When someone brought up contamination as a possible source, they most likely did not imply that you actually had cells with foreign DNA in your body but that sometime during the sequencing process (including the collection of the sample) someone else's cells may have inadvertently been collected, too.
"If I have y dna from a pregnancy could that have an impact on me" It is extremely unlikely that you (a) have your male child's DNA somewhere in your body and (b) that the sequencing picked up on it. It is far more likely that the sample was contaminated from external sources (e.g. spit, hairs, skin cells from other people that handled your DNA).
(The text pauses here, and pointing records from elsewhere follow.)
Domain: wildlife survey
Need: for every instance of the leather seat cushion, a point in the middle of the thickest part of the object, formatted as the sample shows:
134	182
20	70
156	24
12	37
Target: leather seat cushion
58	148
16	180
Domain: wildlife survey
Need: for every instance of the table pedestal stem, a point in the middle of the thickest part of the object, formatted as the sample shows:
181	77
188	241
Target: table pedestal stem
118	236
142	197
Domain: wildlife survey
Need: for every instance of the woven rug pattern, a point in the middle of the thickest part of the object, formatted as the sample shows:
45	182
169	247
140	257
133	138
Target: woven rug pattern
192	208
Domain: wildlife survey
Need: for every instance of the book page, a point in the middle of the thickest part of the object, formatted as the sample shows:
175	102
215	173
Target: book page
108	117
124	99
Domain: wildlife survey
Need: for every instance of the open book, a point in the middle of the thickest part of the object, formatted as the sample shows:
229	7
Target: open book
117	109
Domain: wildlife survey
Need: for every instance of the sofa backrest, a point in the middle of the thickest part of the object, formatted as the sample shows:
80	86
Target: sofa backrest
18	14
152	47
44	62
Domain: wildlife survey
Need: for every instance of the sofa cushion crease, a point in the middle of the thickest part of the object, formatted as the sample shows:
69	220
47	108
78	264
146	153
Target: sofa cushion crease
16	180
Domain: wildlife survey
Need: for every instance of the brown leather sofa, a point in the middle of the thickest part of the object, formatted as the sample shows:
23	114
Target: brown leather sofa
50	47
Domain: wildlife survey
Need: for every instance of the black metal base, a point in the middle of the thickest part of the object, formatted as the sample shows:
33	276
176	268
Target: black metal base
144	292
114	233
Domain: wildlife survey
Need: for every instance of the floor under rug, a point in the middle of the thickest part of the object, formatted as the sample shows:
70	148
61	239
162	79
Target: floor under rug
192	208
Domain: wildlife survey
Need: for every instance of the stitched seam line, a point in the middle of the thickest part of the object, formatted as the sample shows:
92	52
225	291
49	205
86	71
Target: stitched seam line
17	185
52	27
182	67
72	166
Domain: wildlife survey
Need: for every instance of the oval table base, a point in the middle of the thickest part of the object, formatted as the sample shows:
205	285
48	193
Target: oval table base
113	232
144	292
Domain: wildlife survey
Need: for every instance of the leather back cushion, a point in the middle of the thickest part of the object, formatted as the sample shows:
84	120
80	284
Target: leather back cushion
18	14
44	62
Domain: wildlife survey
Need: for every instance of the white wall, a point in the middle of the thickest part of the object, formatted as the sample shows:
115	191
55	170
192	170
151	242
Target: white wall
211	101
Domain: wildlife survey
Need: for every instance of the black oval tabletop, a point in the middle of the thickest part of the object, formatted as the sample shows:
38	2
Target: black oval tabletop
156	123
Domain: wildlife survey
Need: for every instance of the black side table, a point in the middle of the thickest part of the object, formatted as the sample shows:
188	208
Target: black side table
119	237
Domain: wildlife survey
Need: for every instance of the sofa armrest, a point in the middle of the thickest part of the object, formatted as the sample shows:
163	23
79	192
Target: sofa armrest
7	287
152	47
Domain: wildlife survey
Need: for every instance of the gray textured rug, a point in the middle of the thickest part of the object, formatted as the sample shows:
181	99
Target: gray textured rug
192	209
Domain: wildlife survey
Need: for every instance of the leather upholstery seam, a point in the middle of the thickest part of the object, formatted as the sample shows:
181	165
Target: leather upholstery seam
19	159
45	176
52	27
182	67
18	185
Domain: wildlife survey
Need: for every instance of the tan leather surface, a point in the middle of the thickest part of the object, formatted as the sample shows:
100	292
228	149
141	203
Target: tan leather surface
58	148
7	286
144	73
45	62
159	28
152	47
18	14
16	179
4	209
thank you so much for the reply, Ive learned a lot today. I think that maybe I will dig deeper. Not for diagnosis but my own curiosity. I have BAM ant FSTQ files that I haven't even managed to download yet, I may get a more complete picture there. Yes most variants are in the PAR region, except I have variants in the PCH11Y gene which I think isn't possible without a y chromosome. So Im edging toward contamination. If this proves to be the case I will ask them to re-sequence. I must say that I haven't been this absorbed for ages. Its really good to find out things, like why I have such loose joints and my skin looks like fish scales if I don't oil it every day. Who knew these have names.....My gp didn't lol
Unless you feel comfortable working on the Linux command line, you will probably gain little from downloading the very big FASTQ and BAM files; these are fairly unwieldy files that cannot be opened with standard software (the data viewer you mentioned earlier is most likely loading and visualizing the content of the BAM file for your convenience).
I can absolutely relate how this can be super fascinating (after all, I do this for a living), but I would caution you against drawing too many conclusions on your own; I'd definitely reach out to the sequencing company as well as a human geneticist who should hopefully be able to put the most exciting findings in context.